Monday, January 22, 2024

Wonders Galore

Yep, while PARD the laptop is being cloned, it's another conglomeration of covers about fascinating mysteries which might divert your questing brain from thinking that existence is boring.

Corliss's books are big on actual citations of publications that report weird things, from old articles in professional journals referring to things transiting the sun, (back when there were no manmade flyers), to OOPARTs (look it up) reported in newspapers.
Cohen has written a few books examining reports of saucers and critters.  Very straight newspaper-like reporting, with a side of speculation on what mundanity might have inspired the witness to interpret a cloud as a UFO (for example).  Lots of his books are written at what was once called high-school reading level, nowadays his prose might tax the so-called instructors.
This one holds a warm place in my heart because it, and Frank Edwards' tomes, were some of the first I read in descriptions of the downright weird.  Godwin writes about blindfolded cyclists, Kaspar Hauser, moving coffins, the abominable snowman, and others.

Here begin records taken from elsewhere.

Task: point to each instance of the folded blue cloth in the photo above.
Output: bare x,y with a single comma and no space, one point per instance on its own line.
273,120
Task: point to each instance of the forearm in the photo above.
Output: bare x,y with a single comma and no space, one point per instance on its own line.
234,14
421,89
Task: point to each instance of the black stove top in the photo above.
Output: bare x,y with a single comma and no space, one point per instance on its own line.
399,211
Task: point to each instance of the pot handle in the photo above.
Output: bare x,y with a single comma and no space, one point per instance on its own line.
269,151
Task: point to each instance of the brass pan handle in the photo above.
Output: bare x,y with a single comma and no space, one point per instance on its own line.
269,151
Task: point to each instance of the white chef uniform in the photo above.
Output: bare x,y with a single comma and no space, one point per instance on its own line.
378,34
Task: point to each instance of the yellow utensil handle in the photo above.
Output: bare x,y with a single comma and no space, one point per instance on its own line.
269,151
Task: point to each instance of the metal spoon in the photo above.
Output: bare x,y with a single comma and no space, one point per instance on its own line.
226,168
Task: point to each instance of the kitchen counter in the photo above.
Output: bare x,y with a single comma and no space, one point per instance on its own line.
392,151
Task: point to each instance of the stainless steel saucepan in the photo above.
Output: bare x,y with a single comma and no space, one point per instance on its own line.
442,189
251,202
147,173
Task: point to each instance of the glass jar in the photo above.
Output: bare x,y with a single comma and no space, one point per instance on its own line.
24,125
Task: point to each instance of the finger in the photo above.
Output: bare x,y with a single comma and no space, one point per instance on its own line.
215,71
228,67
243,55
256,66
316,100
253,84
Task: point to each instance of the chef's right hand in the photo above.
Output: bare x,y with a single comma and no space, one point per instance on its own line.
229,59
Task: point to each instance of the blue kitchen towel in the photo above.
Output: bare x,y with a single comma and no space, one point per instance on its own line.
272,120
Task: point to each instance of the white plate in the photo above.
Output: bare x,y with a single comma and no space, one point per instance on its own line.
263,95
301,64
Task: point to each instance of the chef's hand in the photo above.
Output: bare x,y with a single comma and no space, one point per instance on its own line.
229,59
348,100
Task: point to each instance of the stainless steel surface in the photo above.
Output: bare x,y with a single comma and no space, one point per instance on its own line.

I think the appeal of books like these to adolescents is severalfold:
  • They stretch the imagination
  • They help stimulate analytical thinking by comparing hypotheses and/or explanations
  • They show us that "rational" explanations which don't solve the problem aren't worth entertaining
  • They prove that the grown-ups don't know everything.
I know I gobbled these books up as a youth.  Why don't you search one out?  Until next Thursday, fellow thunkers!